Automobiles manufacturer

Tiger Racing Ltd is an English kit car manufacturer, formed in 1989 by Jim Dudley.

In 1998 they moved to new premises in Peterborough, Cambridgeshire.

Their facilities include a moving floor, two engineering shops, a paint department, a sales and show area, MOT Station, trimming shop and a filled parts department. Tiger also has worldwide agents for shipping their sports cars globally.

Their Z100 model, which is no longer in production, held a 0 - 60 mph record at 2.8 seconds.

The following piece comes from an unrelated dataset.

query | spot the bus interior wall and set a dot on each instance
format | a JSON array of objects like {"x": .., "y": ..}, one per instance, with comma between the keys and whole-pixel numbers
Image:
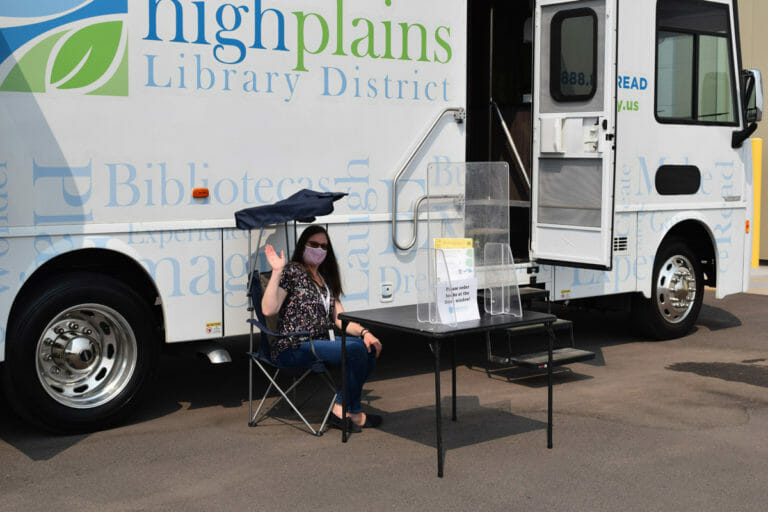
[{"x": 500, "y": 80}]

The company was sold in 2022 to the Italian DR Automobiles.
==Models==
ERA tm
- ERA 30 tm
- ERA HSStm
- Tiger Aviator tm
- Tiger Avon
- Tiger B6
- Tiger R6
- Tiger RS6
- Tiger Z100
- Tiger Cat E1/Supercat/XL

Previous models include:
- Super Six tm
- Tiger Hawke
- Tiger Cub
- Tiger "D" type
- Tiger storm
- Tiger 250lm

==Motorsport==
Tiger Racing have their own motorsport series in which owners and drivers race. They compete with other owners at Silverstone, Brands Hatch, Mallory Park, Cadwell Park, Donington Park, Rockingham, Snetterton, Castle Combe and Lydden Hill. They also run a hire drive service of works cars for people to experience racing. They often have racing battles with Caterham and Westfield. They sometimes race in the Intermarque run by the South Eastern Centre of the British Automobile Racing Club.